# WARNING - You may not want MPEG4...YET!!



## HDTivoUser (May 2, 2005)

So, I am in the DC local market and they started HD locals last month. I called to change over to MPEG4 but luckily I asked a very pertinent question that I did not like the answer to.

My situation is this.....I have had the HD Tivo since release date and it is set up in my main watching room. I also have a few other HD TVs around the house but none with HD-DVRs. I am too far away from DC to recieve locals OTA and I qualify for and receive NBC and FOX distant networks in HDTV.

I wanted to get the new dish and MPEG4 receivers for all of my non-HDTivo receivers so I could get all of the local networks in HD. However, I was told that if I did this, I would lose my eligibility to receive the distant NBC and FOX HD stations (which I need in my main viewing area). 

So, it looks like I am going to have to wait until they come out with a mpeg4 compatible HD-DVR before I make the switch.

Purpose of this post......if you currently have waivers for distant feeds that you want to keep....don't upgrade to mpeg4 for local HD yet.

Peace!!


----------



## Chuck_IV (Jan 1, 2002)

You should feel fortunate they are giving you a choice.

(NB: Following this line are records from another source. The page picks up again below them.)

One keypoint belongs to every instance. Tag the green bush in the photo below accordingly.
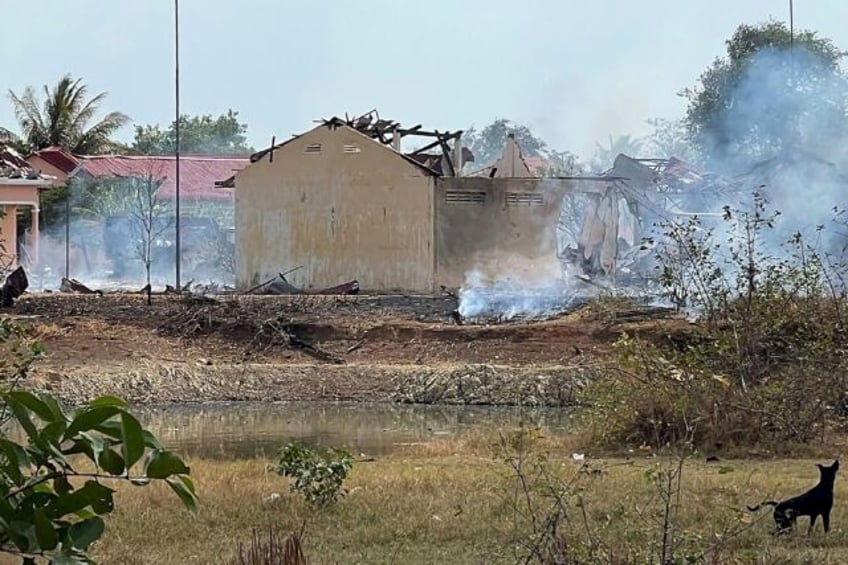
(54, 487)
(765, 366)
(318, 476)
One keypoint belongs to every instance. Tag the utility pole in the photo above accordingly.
(791, 25)
(177, 132)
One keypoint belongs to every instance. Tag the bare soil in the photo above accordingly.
(310, 347)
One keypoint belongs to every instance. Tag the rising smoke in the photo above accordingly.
(100, 236)
(783, 135)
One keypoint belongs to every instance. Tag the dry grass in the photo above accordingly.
(447, 502)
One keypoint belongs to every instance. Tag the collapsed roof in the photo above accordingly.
(14, 167)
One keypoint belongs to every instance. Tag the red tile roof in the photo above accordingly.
(198, 174)
(14, 166)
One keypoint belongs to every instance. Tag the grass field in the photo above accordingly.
(457, 502)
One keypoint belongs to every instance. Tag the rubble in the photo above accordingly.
(15, 285)
(74, 286)
(283, 286)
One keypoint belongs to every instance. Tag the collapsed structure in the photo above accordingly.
(345, 201)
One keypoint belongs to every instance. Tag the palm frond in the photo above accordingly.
(98, 138)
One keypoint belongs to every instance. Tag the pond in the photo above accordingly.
(244, 430)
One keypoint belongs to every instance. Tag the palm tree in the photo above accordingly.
(63, 119)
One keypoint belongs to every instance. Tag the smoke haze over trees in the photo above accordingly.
(205, 135)
(770, 93)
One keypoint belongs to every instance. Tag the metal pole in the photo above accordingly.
(791, 24)
(177, 132)
(68, 231)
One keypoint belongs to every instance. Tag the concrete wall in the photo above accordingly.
(500, 226)
(511, 164)
(14, 198)
(344, 207)
(39, 164)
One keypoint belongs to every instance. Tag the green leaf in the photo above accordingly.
(16, 459)
(111, 462)
(107, 400)
(22, 416)
(90, 418)
(100, 497)
(58, 414)
(163, 464)
(93, 494)
(32, 403)
(53, 432)
(92, 445)
(133, 436)
(84, 533)
(44, 532)
(184, 489)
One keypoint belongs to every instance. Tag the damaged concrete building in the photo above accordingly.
(344, 201)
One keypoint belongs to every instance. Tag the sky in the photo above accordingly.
(574, 71)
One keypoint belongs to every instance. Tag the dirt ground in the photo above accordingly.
(356, 344)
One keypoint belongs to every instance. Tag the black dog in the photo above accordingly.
(814, 503)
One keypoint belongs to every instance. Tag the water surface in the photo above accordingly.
(243, 430)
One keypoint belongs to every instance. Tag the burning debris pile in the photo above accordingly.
(510, 299)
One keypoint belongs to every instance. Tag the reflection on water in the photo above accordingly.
(241, 430)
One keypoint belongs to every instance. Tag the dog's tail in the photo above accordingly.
(760, 505)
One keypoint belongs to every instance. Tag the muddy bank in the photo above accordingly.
(478, 384)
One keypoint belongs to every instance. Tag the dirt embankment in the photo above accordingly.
(388, 348)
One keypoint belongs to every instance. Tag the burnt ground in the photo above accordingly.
(356, 343)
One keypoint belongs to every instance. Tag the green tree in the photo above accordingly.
(55, 486)
(64, 118)
(670, 138)
(205, 134)
(605, 155)
(771, 92)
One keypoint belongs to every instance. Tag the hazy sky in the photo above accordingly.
(574, 71)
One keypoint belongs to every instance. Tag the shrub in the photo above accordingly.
(54, 488)
(767, 364)
(318, 476)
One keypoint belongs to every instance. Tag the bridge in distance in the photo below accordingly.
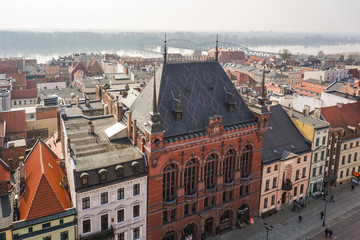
(188, 44)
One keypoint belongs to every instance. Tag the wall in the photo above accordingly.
(289, 164)
(348, 166)
(55, 234)
(96, 209)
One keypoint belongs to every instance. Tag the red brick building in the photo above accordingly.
(204, 150)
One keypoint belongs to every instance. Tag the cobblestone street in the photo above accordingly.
(286, 226)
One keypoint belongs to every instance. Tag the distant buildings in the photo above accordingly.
(286, 163)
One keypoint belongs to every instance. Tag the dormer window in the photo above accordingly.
(119, 169)
(84, 178)
(135, 166)
(102, 175)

From what I understood, once your HD locals come up, it's se la vie to any HD distant networks locals you may have, no matter what.

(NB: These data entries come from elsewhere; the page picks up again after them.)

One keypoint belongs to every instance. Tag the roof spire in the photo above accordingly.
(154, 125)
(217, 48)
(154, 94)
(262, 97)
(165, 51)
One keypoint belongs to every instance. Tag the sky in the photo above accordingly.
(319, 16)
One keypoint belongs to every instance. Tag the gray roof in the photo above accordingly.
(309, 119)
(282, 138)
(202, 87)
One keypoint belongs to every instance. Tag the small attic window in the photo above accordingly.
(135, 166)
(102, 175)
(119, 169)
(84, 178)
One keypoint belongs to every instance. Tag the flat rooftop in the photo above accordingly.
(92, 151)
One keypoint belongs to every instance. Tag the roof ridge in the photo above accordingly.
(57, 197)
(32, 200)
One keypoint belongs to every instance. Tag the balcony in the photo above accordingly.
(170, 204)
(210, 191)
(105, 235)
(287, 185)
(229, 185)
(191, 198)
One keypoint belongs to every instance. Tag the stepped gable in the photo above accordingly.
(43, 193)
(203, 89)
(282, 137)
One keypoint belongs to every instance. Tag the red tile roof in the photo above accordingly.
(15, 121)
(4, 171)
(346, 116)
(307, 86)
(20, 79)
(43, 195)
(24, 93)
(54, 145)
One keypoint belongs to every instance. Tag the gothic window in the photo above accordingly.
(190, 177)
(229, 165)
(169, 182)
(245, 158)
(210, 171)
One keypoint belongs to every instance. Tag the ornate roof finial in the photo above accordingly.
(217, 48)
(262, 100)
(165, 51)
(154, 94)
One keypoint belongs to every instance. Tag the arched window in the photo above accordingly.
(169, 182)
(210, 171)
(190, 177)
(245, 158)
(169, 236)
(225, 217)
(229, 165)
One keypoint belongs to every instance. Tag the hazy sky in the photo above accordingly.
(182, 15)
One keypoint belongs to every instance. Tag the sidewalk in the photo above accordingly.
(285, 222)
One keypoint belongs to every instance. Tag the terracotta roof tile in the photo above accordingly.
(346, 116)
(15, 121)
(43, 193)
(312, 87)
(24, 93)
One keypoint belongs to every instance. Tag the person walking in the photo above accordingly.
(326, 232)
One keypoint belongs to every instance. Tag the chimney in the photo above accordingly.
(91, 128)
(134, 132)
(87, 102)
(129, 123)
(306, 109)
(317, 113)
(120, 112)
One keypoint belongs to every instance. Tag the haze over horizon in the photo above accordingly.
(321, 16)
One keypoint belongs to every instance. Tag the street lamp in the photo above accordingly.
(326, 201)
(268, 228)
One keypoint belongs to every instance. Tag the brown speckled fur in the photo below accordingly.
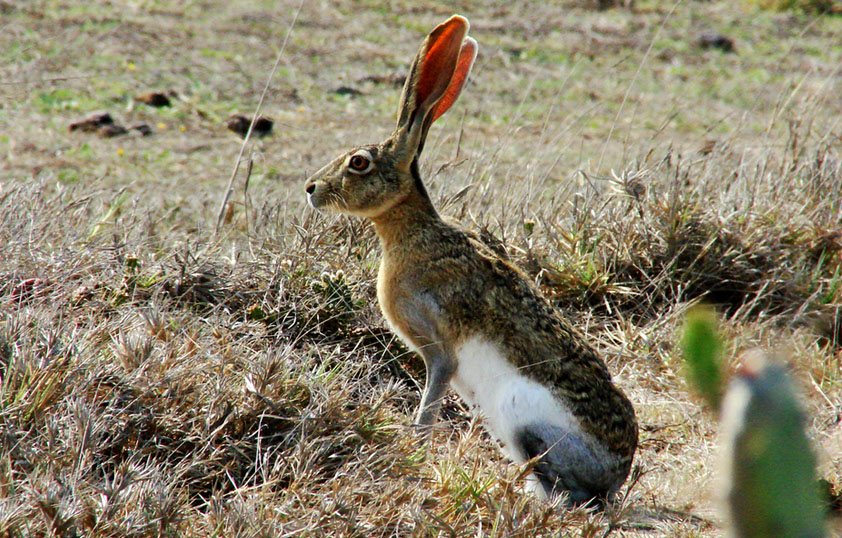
(439, 286)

Maybe they have changed their tune for people with HD Tivos, so they can continue to use them, until their HD PVR finally hits.


----------



## dswallow (Dec 3, 2000)

I wonder if you simply activated an H20 if you wouldn't have the HD locals anyway. Supposedly they're tied to your SD locals so if you subscribe to the local package at all they may be automatically activated.


----------



## stevel (Aug 23, 2000)

In Boston, the HD locals are up. I still have my distant nets.


----------



## minorthr (Nov 24, 2001)

philly locals are up and i still have mine.


----------



## HDTivoUser (May 2, 2005)

Well.....that sounds promising. So there are people out there that have activated an H20, receive locals in HD, AND still get distant networks in HD for thier HD-Tivo????

Please confirm. 

Thanks!!


----------



## jay07059 (Apr 16, 2004)

HDTivoUser said:


> Well.....that sounds promising. So there are people out there that have activated an H20, receive locals in HD, AND still get distant networks in HD for thier HD-Tivo????
> 
> Please confirm.
> 
> Thanks!!


I had an H20 installed a little over a month ago. My HD distant feeds are still working perfectly. My HR10-250 records the (old) HD feeds just fine. My new H20 allows me to watch the new HD feeds (local). Works great for when the Eagles game is on, and is blacked out on Sunday Ticket. I watched the ending of their horrible season in glorious HD, and nothing changed at all about my programming or older equipment.

Jay


----------



## fastep (May 22, 2004)

jay07059 - how is picture quality of mpeg4 HD v current?


----------



## JimSpence (Sep 19, 2001)

I think you have to actually accept to receive your locals from DirecTV before they shut off any DNS that you have. Or has this changed as well?


----------



## ebonovic (Jul 24, 2001)

I think anyone with an HR10-250 would have an argument to keep them on, until the HR20 is available.

After that... I think then they have the better argument.


----------